The hackathon portion of the HITLAB event attracted 337 participants who built solutions for bounties submitted by sponsors. Teams from the Utah‑based community Just Build and the healthcare startup Heal Access USA won the top Halda Bounty, each receiving $5,000. The Just Build team, composed of Josh Gimenes, Callahan Larson, Jonathan Wagstaff, and Jens Shumway, emphasized early planning and a demo‑first approach. Heal Access USA’s team—software engineers from the company—developed a student‑facing college‑application tool that auto‑fills forms using AI.

HITLAB’s Innovation World Cup is part of a broader effort to bring evidence‑first, patient‑focused digital health solutions to market. The event’s promotional video has amassed 1.1 million views on YouTube, and the organization has a history of supporting startups that later scale.

Esra’s path to the competition was not straightforward. He had previously declined a pitch‑competition invitation but later accepted after a $100,000 startup competition win in San Francisco. He described the experience as “a huge win when we needed it most.”

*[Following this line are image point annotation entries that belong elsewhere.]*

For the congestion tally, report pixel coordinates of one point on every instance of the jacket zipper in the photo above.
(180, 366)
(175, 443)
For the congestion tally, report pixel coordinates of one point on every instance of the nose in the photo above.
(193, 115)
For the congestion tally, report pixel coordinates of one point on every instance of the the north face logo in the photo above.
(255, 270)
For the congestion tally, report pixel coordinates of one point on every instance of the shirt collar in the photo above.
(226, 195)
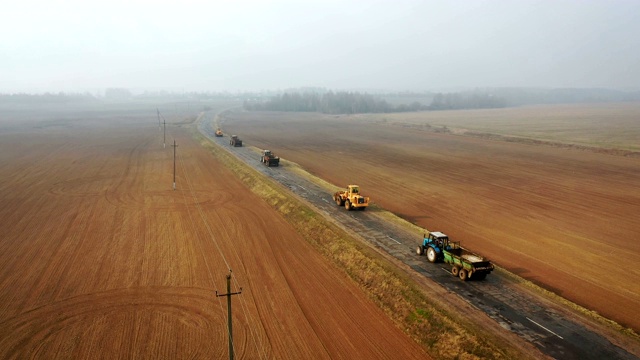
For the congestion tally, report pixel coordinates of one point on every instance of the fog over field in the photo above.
(354, 45)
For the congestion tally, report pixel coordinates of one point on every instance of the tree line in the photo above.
(358, 103)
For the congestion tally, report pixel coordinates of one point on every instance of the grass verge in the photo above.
(443, 334)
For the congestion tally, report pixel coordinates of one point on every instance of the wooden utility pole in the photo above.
(174, 163)
(228, 295)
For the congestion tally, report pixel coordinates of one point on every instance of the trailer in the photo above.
(465, 264)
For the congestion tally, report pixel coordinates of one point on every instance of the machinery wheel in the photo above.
(462, 274)
(431, 254)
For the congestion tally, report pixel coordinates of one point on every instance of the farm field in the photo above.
(565, 218)
(102, 259)
(606, 125)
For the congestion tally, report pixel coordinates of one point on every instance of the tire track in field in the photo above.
(33, 330)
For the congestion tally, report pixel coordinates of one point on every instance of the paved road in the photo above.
(554, 334)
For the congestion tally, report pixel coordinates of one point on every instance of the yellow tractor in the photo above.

At the time of writing, BobiHealth is still pre‑revenue and is seeking clinical pilot partners to validate its outcomes. The company has received unsolicited interest from doctors in Africa and plans to use Medicaid contract revenue to fund global expansion.

The HITLAB Innovation World Cup will return for a hackathon on November 15, 2026, with details still being finalized.

The event’s outcomes, including the success of hackathon teams and the pitch‑competition winner, underscore the growing interest in digital health solutions that address maternal health gaps and leverage predictive analytics.